Lessons Learned as Medicine Embraces the Prefix “Tele”

Sohrab Gollogly, MD

As the steady drumbeat of reports of escalating numbers of patients tested, tested positive, admitted to hospital, then to the ICU, and then succumbing to respiratory failure from COVID-19 becomes a rhythm that paces our daily lives and expectations for the future, another transition is taking place. Parts of the medical system in the United States that are not caring for the acutely sick — the ambulatory clinics, outpatient practices, and family medicine offices — have embraced telemedicine nearly overnight. This may prove to be a forcing function that brings consumer web sensibility to medical practice and makes good on the promise that one day at least some aspect of a doctor’s visit could feel like using a ride hailing app.

I’m a private practice orthopedic surgeon in a multi-disciplinary group practice. When California’s shelter at home restrictions went into effect, we stayed open. If regular medical practices aren’t functioning, more people will go to the ER, and the more people that go to the ER and co-mingle with patients with respiratory complaints, the more potential there is for viral spread.

Atul Gawande was ahead of the curve in his publication in the New Yorker on how Singapore and Hong Kong could keep medical workers from becoming infected in the course of a normal medical practice, and we adapted his observations and recommendations. In our practice, that meant screening patients for COVID symptoms, having patients check in and then wait in their cars, maintaining six feet of separation between staff and patients as much as possible, wearing masks and gloves during physical exams, and paying meticulous attention to sanitation, hygiene, and hand washing. We are not overwhelmed. Geography may prove to be destiny in this outbreak, and so far California has seen caseloads are below surge capacity. When I see photographs in the New York Times of Elmhurst hospital, my heart breaks for those physicians, nurses, and staff members are trying to cope, stay healthy, and care for the sick when basic order has been lost and everyone has to improvise.

As shelter in place went into effect, we converted as many visits as we could to telemedicine appointments. With no preparation, we used the tools we have available to us: Zoom, Google Meet, FaceTime, and last but not least, Ma Bell. Buoyed by an overnight relaxation of the restrictive rules for documentation, privacy, security, pre-authorization, and place of service, patients suddenly did something they have been waiting years to do: FaceTime their doctor instead of waiting in a waiting room.
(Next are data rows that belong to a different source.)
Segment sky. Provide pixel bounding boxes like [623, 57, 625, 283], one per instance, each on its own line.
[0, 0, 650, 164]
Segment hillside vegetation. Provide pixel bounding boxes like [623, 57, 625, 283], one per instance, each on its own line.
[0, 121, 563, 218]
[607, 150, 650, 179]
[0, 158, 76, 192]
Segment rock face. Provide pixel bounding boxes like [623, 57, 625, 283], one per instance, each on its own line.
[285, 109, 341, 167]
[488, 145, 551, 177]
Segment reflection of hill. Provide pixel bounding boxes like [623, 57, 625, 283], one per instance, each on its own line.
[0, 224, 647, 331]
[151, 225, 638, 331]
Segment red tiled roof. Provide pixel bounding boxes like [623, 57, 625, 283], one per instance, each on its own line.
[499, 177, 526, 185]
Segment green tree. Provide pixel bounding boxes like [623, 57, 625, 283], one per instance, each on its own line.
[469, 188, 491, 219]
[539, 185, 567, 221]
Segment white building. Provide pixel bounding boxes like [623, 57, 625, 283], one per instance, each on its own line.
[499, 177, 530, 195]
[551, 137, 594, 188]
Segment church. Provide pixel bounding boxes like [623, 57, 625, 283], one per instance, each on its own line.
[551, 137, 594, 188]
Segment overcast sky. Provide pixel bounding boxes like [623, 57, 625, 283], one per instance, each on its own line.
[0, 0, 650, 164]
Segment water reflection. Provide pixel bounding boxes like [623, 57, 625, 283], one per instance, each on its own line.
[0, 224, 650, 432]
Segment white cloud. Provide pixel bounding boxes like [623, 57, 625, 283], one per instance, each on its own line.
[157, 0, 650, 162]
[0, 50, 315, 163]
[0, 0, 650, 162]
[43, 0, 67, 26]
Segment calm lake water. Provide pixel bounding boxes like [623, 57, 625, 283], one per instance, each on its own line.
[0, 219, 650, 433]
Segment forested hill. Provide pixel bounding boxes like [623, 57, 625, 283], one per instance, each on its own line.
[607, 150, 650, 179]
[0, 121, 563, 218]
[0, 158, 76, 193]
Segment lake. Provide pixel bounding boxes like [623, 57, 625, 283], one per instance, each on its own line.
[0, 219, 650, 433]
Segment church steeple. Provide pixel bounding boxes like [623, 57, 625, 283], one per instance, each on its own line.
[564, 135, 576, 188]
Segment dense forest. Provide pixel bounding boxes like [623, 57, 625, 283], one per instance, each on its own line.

We’ve learned a lot of lessons in the last two weeks and here are four of them from the first quarter:

  1. It’s not efficient. It’s hard to be a physician and provide technical support for someone on the other end at the same time. Significant investments are need in infrastructure for triage, scheduling, and sequencing.
  2. It’s not efficient, but it sure is effective. You can learn a lot, and provide a lot of the essential services of medicine via video conferencing, such as history taking, diagnosis, treatment plans, prescriptions, and follow-up instructions.
  3. The patients like it more than the doctors do. It may be a function that many of the patients I’ve had telemedicine visits with during the last two weeks have been cooped up at home, but beneath the anxiety there seems to be a genuine feeling of “finally”.
  4. I hope it’s here to stay. I sincerely hope that regulation doesn’t shut down this blossoming once the current crisis passes. Medicine needs a digital infrastructure that feel more like Google and less like Epic and none of these work-arounds would have been possible in a pre-COVID environment.

Stay healthy. Wash your hands. Hug your kids.